Following surgery, he was given strong pain relief medication and joked about his experiences and apparent hallucinations.
He was also diagnosed with benign paroxysmal positional vertigo (BPPV), which causes balance issues and dizziness.
Colbert has to regularly do a series of exercises to help him manage his condition.
Stephen Colbert’s stirring tribute to his late mother
The star sadly lost his mother Lorna Elizabeth Colbert (née Tuck) in 2013 at the age of 92.
He paid tribute to her on The Colbert Report, he said: “She knew more than her share of tragedy, losing her brother and her husband and three of her sons.
“But her love for her family and her faith in God somehow gave her the strength not only to go on but to love life without bitterness and instil in all of us a gratitude for every day we have together.

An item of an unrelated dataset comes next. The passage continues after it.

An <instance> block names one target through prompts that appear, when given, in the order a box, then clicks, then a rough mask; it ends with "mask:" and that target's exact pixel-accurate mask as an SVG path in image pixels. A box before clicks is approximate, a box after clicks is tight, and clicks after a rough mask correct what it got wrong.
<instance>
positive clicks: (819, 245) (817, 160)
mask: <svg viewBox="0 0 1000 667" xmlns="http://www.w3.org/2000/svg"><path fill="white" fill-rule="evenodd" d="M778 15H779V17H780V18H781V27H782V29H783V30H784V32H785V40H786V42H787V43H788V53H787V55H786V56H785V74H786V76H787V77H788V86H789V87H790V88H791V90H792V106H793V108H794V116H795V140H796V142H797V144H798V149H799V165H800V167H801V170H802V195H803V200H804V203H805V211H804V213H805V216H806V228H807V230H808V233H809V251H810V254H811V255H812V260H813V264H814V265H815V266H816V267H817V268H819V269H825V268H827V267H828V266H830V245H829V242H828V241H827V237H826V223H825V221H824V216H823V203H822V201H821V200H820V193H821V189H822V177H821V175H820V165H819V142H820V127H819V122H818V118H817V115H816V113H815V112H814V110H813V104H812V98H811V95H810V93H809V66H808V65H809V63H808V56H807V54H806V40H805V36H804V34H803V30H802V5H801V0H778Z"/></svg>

“And I know it may sound greedy to want more days with a person who lived so long, but the fact that my mother was 92 does not diminish, it only magnifies, the enormity of the room whose door has now quietly shut.”
He also commented on grief and how it was its “own thing” and one had to make peace with its “presence”.
“If you try to ignore it, it will be like a wolf at your door,” he said, as reported by Psychology Today.